Matteson who had led after each of the first three rounds, was about 40 feet away after his approach shot from the fairway.
After Matteson left his long birdie attempt short and tapped in for par, Johnson stepped up and made his short putt for the victory.
"I think we're stating the obvious -- that was really good. That was my shot of the week," Johnson said of his spectacular bunker shot, which was from the same bunker he landed in when the pair opened the playoff at 18.
That time his shot out found the water hazard and he ended up with a double-bogey -- but so did Matteson after his punch out from the right rough also went into the water.
"All in all, you go into a playoff and lose to a shot like that, I mean, that's an unbelievable shot," Matteson said. "My hat's off to Zach.
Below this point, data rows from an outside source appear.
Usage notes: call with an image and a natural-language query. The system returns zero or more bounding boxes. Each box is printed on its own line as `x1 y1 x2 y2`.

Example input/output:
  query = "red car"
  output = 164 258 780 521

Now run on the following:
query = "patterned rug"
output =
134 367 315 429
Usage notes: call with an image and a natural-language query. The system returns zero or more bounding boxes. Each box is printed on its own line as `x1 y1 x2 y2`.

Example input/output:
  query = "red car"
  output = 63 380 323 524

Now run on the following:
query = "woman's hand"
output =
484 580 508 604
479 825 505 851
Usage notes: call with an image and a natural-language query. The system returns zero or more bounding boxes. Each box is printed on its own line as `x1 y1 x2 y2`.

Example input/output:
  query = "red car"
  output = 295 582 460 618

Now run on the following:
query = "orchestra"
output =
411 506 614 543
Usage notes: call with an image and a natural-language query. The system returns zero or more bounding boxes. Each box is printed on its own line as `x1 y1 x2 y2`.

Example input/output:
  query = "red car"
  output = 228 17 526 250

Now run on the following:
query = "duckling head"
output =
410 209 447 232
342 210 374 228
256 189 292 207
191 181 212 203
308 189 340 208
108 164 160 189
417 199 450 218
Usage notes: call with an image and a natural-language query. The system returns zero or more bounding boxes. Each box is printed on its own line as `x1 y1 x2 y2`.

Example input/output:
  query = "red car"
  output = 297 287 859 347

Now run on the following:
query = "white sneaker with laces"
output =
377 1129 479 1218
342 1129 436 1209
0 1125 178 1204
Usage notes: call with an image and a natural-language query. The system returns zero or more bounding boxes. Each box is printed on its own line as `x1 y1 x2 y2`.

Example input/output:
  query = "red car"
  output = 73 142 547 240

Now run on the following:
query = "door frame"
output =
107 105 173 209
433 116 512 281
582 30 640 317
He drove it in the bunker twice and figured out a way to win."
The playoff followed an action-packed final round that saw Johnson erase a four-shot overnight deficit with a bogey-free six-under par 65 for 20-under 264. Matteson carded a one-under 69.
Johnson reached 20-under with a birdie at 17 and was walking to the 18th green with a two-stroke lead when Matteson, whose chances had dimmed with a double-bogey six at the 15th, rattled in a 60-foot eagle putt at 17.
Both parred the last to force the playoff.
"I'm not disappointed at all really," Matteson said. "I'm kind of shocked I got into a playoff because I just didn't play my best today, but kind of hung in there.
"Luckily that putt went in on 17," added Matteson, who made an aggressive stroke then watched as the ball spun around the rim and dropped to a roar from the gallery.
Stricker, who was trying to become just the fifth man to win four successive editions of the same tournament, settled for a one-under 70 that left him tied for fifth on 16-under 268, alongside Luke Guthrie (64).
Although he closed within one stroke of the lead at one point, Stricker said he never felt any momentum building.
"It was weird," he said. "I just didn't feel like something good was going to happen.
"I tried to hang in there, hit some really good iron shots, but just never really got any momentum seemed like."
American Scott Piercy was third with a 65 that left him two behind Johnson and Matteson on 266.
It was a further stroke back to Australian John Senden on 267. Senden shook off a double bogey at the first and thrust himself into contention with an eagle two at the par-four 14th, followed by his sixth birdie of the day at 15.
But Senden's challenge ended with bogeys at 16 and 17.
While Matteson missed out on a third career US PGA Tour title, his runner-up finish was enough to gain a place in the British Open starting Thursday at Royal Lytham.
"This will be my first time over there and I think I've tried to qualify about nine times and haven't gotten in," Matteson said.
Former Masters champion Johnson notched his ninth US tour victory and his second of the season.